Australia’s copyright laws would be drastically changed and the government’s policy on geoblocking made clearer under reforms called for by the Productivity Commission in a new report.
The draft report from the Commission calls for the Australian government to tell consumers that getting around geoblocking technology, often used to access overseas streaming services like Netflix’s U.S. library, isn’t illegal.
Whether it’s against the law to get around geoblocking in Australia at the moment is somewhat of a grey area, despite the fact it’s reported to be widely used.
Many consumers circumvent geoblocking to access overseas libraries of music or movies that are bigger than what’s available in Australia. In January, Australia’s Netflix library stood at 2092, while the U.S. library was more than double at 5760.
“The use of geoblocking technology is pervasive, and frequently results in Australian consumers being offered a lower level of digital service (such as a more limited music or TV streaming catalogue) at a higher price than in overseas markets,” the report said.
It said studies show that Australian consumers routinely pay more for software, music, games, and e-books than overseas, in part due to geoblocking.
“The Australian Government should make clear that it is not an infringement of Australia’s copyright system for consumers to circumvent geoblocking technology and should seek to avoid international obligations that would preclude such practices.”

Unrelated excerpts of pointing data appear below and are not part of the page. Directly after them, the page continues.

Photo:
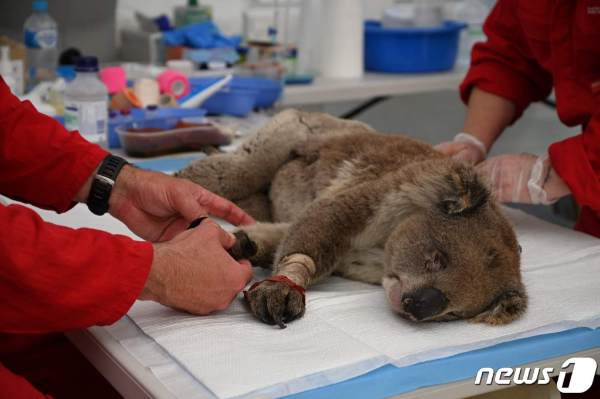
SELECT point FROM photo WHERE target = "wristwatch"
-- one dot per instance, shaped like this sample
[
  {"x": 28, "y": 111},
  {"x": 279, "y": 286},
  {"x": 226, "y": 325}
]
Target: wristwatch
[{"x": 103, "y": 183}]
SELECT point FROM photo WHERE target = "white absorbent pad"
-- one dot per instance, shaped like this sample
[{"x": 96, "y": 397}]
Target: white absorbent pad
[{"x": 349, "y": 329}]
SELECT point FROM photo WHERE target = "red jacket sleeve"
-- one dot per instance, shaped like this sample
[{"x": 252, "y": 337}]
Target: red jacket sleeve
[
  {"x": 577, "y": 161},
  {"x": 41, "y": 162},
  {"x": 53, "y": 278},
  {"x": 504, "y": 65}
]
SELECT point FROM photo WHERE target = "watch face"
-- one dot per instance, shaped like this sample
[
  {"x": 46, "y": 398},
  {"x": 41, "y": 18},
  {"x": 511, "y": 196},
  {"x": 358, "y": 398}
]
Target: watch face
[{"x": 102, "y": 185}]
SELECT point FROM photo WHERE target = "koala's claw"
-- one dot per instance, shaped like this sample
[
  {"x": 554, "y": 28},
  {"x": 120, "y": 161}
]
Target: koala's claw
[
  {"x": 275, "y": 303},
  {"x": 244, "y": 247}
]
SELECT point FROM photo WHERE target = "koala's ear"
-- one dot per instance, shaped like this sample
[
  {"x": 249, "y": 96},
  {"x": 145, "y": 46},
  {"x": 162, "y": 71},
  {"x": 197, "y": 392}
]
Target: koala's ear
[
  {"x": 506, "y": 307},
  {"x": 464, "y": 192}
]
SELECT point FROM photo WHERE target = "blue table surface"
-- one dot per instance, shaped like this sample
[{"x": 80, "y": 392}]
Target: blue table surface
[{"x": 390, "y": 380}]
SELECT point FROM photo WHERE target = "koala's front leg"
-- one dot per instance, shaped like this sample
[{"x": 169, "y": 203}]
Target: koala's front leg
[{"x": 315, "y": 243}]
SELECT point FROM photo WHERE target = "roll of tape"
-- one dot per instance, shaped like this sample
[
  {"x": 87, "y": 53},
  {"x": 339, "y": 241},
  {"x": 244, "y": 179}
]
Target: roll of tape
[
  {"x": 147, "y": 91},
  {"x": 174, "y": 82},
  {"x": 167, "y": 100},
  {"x": 114, "y": 79},
  {"x": 125, "y": 99},
  {"x": 183, "y": 66}
]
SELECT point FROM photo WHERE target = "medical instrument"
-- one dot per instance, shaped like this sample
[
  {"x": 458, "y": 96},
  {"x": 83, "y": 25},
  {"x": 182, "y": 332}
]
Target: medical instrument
[{"x": 197, "y": 99}]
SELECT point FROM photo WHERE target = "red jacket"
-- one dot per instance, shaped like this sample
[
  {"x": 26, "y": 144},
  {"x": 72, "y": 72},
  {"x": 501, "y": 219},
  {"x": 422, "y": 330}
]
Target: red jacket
[
  {"x": 53, "y": 278},
  {"x": 533, "y": 45}
]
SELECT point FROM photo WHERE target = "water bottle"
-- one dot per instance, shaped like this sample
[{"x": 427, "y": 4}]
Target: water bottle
[
  {"x": 41, "y": 39},
  {"x": 86, "y": 102},
  {"x": 474, "y": 14}
]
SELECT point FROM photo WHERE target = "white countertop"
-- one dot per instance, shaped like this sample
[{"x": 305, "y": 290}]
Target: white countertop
[{"x": 324, "y": 90}]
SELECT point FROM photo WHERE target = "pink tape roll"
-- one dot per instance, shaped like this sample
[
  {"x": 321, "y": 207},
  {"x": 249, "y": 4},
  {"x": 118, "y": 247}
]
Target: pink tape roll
[
  {"x": 174, "y": 82},
  {"x": 114, "y": 79}
]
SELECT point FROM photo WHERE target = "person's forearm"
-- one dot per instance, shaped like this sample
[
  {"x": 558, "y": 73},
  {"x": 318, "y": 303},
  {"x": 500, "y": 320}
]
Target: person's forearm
[
  {"x": 126, "y": 174},
  {"x": 488, "y": 115}
]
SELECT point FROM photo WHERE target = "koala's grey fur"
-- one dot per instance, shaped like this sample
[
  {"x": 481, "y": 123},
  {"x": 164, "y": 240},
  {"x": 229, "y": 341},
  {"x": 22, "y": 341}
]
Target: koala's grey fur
[{"x": 334, "y": 197}]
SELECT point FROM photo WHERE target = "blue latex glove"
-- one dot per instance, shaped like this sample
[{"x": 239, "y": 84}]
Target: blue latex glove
[{"x": 203, "y": 35}]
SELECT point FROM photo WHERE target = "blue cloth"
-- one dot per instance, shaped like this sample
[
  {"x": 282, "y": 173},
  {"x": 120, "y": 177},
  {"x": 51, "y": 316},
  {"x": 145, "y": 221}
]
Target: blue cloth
[
  {"x": 202, "y": 35},
  {"x": 390, "y": 380},
  {"x": 166, "y": 164}
]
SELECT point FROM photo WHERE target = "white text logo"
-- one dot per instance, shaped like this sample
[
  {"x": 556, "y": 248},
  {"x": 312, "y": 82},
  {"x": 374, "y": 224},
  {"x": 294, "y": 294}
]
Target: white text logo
[{"x": 582, "y": 375}]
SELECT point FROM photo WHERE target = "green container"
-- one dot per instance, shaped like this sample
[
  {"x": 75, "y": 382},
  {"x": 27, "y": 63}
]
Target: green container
[{"x": 193, "y": 13}]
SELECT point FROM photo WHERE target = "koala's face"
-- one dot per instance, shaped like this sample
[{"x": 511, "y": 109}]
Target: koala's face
[{"x": 441, "y": 266}]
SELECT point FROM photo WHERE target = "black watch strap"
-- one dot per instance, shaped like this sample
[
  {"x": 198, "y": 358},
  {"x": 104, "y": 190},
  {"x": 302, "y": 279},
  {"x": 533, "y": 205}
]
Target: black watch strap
[{"x": 103, "y": 183}]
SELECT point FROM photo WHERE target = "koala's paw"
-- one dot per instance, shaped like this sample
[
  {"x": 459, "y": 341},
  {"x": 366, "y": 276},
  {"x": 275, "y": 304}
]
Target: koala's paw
[
  {"x": 275, "y": 303},
  {"x": 244, "y": 247}
]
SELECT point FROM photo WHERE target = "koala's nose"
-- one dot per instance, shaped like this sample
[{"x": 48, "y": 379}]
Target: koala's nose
[{"x": 424, "y": 303}]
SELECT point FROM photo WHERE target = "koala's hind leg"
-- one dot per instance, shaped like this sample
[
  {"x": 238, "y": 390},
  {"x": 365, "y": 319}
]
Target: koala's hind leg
[
  {"x": 259, "y": 242},
  {"x": 255, "y": 163}
]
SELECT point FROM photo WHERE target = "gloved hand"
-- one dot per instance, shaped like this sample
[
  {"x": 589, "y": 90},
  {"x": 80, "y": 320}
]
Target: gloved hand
[
  {"x": 465, "y": 148},
  {"x": 524, "y": 178}
]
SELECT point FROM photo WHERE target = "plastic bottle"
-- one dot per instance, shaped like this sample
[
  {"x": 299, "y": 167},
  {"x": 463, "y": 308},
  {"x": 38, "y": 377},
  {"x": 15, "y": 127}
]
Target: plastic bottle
[
  {"x": 6, "y": 69},
  {"x": 86, "y": 102},
  {"x": 474, "y": 14},
  {"x": 41, "y": 40},
  {"x": 193, "y": 13}
]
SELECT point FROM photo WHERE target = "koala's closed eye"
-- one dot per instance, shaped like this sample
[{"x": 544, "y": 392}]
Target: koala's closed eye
[
  {"x": 437, "y": 261},
  {"x": 493, "y": 259}
]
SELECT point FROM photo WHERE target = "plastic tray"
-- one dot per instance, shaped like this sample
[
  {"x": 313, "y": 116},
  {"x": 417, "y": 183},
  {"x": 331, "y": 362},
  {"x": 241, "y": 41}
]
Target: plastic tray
[
  {"x": 411, "y": 49},
  {"x": 143, "y": 145}
]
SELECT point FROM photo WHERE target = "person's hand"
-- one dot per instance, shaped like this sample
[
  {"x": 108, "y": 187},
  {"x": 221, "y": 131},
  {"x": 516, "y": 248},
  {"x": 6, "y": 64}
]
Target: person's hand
[
  {"x": 465, "y": 148},
  {"x": 524, "y": 178},
  {"x": 193, "y": 272},
  {"x": 157, "y": 207}
]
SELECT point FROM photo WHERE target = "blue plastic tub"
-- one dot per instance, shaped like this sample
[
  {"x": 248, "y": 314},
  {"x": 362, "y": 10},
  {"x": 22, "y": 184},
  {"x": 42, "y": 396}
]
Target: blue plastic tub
[
  {"x": 264, "y": 91},
  {"x": 268, "y": 90},
  {"x": 231, "y": 101},
  {"x": 411, "y": 49}
]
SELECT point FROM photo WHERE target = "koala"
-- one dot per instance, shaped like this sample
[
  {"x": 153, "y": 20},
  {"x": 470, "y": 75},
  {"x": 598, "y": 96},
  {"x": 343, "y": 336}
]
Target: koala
[{"x": 334, "y": 197}]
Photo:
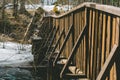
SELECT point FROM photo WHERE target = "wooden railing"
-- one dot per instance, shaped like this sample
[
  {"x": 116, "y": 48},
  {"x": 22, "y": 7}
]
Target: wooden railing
[{"x": 94, "y": 53}]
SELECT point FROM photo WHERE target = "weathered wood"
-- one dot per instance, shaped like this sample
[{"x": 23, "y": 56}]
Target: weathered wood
[
  {"x": 105, "y": 8},
  {"x": 63, "y": 45},
  {"x": 74, "y": 50},
  {"x": 108, "y": 63}
]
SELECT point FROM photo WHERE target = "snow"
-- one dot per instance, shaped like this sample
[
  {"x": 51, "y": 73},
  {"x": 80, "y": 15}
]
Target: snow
[{"x": 15, "y": 54}]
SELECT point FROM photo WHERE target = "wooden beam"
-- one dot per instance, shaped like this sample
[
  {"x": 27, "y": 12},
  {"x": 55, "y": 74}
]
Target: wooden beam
[
  {"x": 63, "y": 45},
  {"x": 57, "y": 43},
  {"x": 73, "y": 52},
  {"x": 105, "y": 8},
  {"x": 108, "y": 63}
]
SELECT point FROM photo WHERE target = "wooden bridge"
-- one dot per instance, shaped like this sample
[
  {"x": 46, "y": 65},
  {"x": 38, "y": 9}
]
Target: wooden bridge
[{"x": 83, "y": 43}]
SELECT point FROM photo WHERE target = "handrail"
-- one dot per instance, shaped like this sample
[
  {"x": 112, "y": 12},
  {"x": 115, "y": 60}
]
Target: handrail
[
  {"x": 74, "y": 50},
  {"x": 106, "y": 8},
  {"x": 108, "y": 63}
]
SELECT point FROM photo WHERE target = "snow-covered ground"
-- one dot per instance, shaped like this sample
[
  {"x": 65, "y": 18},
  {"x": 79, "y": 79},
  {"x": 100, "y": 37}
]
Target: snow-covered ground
[{"x": 15, "y": 54}]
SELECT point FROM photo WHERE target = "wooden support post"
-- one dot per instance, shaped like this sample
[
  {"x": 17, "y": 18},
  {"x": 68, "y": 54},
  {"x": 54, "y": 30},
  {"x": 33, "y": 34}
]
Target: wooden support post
[
  {"x": 108, "y": 63},
  {"x": 74, "y": 50},
  {"x": 63, "y": 45}
]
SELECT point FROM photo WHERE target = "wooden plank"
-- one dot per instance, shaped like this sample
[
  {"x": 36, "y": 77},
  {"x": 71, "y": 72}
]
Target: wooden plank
[
  {"x": 113, "y": 42},
  {"x": 92, "y": 46},
  {"x": 108, "y": 63},
  {"x": 90, "y": 43},
  {"x": 63, "y": 45},
  {"x": 103, "y": 39},
  {"x": 108, "y": 40},
  {"x": 98, "y": 44},
  {"x": 73, "y": 52},
  {"x": 106, "y": 8}
]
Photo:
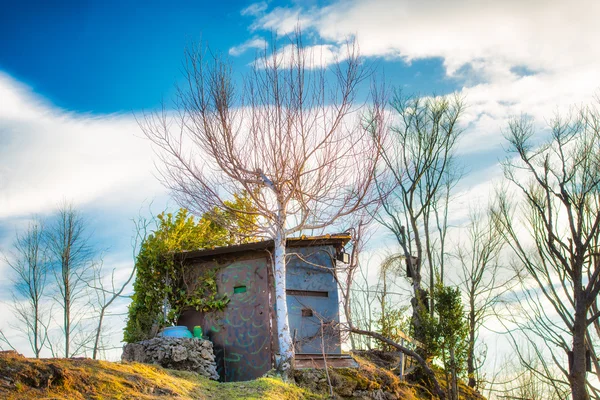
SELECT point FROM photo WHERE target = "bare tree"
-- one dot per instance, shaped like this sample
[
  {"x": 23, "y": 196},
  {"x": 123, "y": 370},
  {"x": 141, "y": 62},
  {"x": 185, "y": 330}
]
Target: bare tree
[
  {"x": 345, "y": 278},
  {"x": 481, "y": 282},
  {"x": 29, "y": 263},
  {"x": 72, "y": 257},
  {"x": 106, "y": 289},
  {"x": 291, "y": 136},
  {"x": 419, "y": 156},
  {"x": 559, "y": 182}
]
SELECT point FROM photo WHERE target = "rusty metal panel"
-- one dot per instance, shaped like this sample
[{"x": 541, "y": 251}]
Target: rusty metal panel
[{"x": 241, "y": 334}]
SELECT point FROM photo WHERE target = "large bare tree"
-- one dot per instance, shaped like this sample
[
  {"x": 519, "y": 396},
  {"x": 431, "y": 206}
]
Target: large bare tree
[
  {"x": 556, "y": 240},
  {"x": 291, "y": 134}
]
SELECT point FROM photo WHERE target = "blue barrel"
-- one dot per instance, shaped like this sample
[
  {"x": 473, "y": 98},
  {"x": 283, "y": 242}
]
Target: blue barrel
[{"x": 176, "y": 331}]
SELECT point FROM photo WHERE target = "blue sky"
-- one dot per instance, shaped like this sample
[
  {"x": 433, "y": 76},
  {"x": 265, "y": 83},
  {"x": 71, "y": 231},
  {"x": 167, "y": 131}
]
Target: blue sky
[
  {"x": 74, "y": 74},
  {"x": 112, "y": 56}
]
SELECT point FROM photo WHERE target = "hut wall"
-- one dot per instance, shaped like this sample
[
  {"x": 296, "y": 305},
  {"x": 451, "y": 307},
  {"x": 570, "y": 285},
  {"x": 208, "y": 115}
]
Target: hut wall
[{"x": 313, "y": 298}]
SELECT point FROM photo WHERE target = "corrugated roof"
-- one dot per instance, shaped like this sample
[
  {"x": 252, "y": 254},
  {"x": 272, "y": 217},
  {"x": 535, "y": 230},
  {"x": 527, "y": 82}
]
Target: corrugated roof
[{"x": 303, "y": 241}]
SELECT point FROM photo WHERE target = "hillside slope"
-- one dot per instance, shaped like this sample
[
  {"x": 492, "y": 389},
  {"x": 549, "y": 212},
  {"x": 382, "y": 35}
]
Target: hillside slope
[{"x": 24, "y": 378}]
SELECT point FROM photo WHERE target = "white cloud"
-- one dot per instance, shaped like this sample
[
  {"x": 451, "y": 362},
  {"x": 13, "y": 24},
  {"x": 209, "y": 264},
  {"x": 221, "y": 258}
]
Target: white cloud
[
  {"x": 255, "y": 9},
  {"x": 47, "y": 155},
  {"x": 513, "y": 57},
  {"x": 254, "y": 43}
]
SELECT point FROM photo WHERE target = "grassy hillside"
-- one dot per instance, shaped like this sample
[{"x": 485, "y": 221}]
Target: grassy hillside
[{"x": 24, "y": 378}]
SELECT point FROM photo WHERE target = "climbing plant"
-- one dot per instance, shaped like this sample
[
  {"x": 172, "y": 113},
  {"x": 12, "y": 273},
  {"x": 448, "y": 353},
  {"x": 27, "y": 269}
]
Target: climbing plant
[{"x": 159, "y": 276}]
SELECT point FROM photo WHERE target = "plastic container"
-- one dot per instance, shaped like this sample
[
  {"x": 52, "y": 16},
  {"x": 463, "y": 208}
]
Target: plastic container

The Productivity Commission is also calling for changes to Australia’s copyright laws, arguing that those currently in place are excessive.
Currently, authors of intellectual property in Australia are afforded protection for their work for their life span, plus another 70 years.
“Australia’s copyright arrangements are weighed too heavily in favour of copyright owners, to the detriment of the long-term interests of both consumers and intermediate users,” the report said.
The report argues current copyright laws are detrimental because they result in works being inaccessible to libraries and consumers long after an author’s death when the author may no longer have a financial interest in their work.
“The evidence (and indeed logic) suggests that the duration of copyright protection is far more than is needed. Few, if any, creators are motivated by the promise of financial returns long after death, particularly when the commercial life of most works is less than 5 years.”
The report said a number of studies showed a copyright period of about 25 years provided a good balance between the rights of the author and the cost to consumers.
The not-for-profit Copyright Agency, which licences text and images for writers, publishers, and artists, said such changes to Australia's copyright laws would damage the creative industries.
“A US-style ‘fair use’ arrangement to copyright are out of context in the Australian system and would be a wrecking ball to Australian writers, creators, publishers and the local creative industries,” said Copyright Agency chief executive Adam Suckling.
“Australian consumers, educators and students should be rightly concerned that home-grown stories, local content and Australian educational works would be seriously curtailed by such an irresponsible policy.”